For someone like myself who is interested in film history, one of the more interesting segments was about the work that it took for Russo to write The Celluloid Closet. What was anticipated to take about a year to accomplish involved five years of watching close to 400 films in various film archives in the U.S. and Europe. It is astonishing to know that the book was rejected by eighteen publishers, especially as it was an immediate best seller once it was first out in print, and still available more than twenty years later.

What one should come away with, from this film, is both Vito Russo's sense of passion, whether about film or about political action, as well as an almost constant smile. Much of the film is made of interviews with Russo's brother and cousins, as well as friends from his role as an activists, most notably Larry Kramer, and Lily Tomlin, who provided her home for Russo as a temporary base while he was writing and researching in Los Angeles.

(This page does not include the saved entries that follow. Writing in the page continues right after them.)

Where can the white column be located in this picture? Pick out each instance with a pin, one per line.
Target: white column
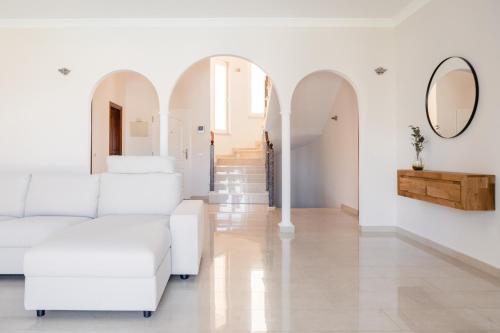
(286, 222)
(286, 239)
(163, 133)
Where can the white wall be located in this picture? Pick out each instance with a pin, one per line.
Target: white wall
(339, 151)
(244, 129)
(39, 106)
(441, 29)
(190, 102)
(325, 168)
(139, 101)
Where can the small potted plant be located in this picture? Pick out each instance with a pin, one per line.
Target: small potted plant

One of the more poignant moments is during a rally in June of 1973, when identity politics was fragmenting the still new gay rights movement, with Russo trying to unify hundreds of people gathered at Washington Square Park, and Bette Midler temporarily quelling the anger by singing "Friends". More important, beyond the specifics of Vito Russo's life and times, is that Vito provides an illustration of how one person can immeasurably impact the lives of others.

Vito is presented on July 20 by the Denver Film Society's Cinema Q Film Festival.

Posted by peter at July 17, 2012 08:47 AM

Comments

Just saw the HBO Film, "Vito" and so much enjoy the story of such a great leader in the Gay cause....what a man he was!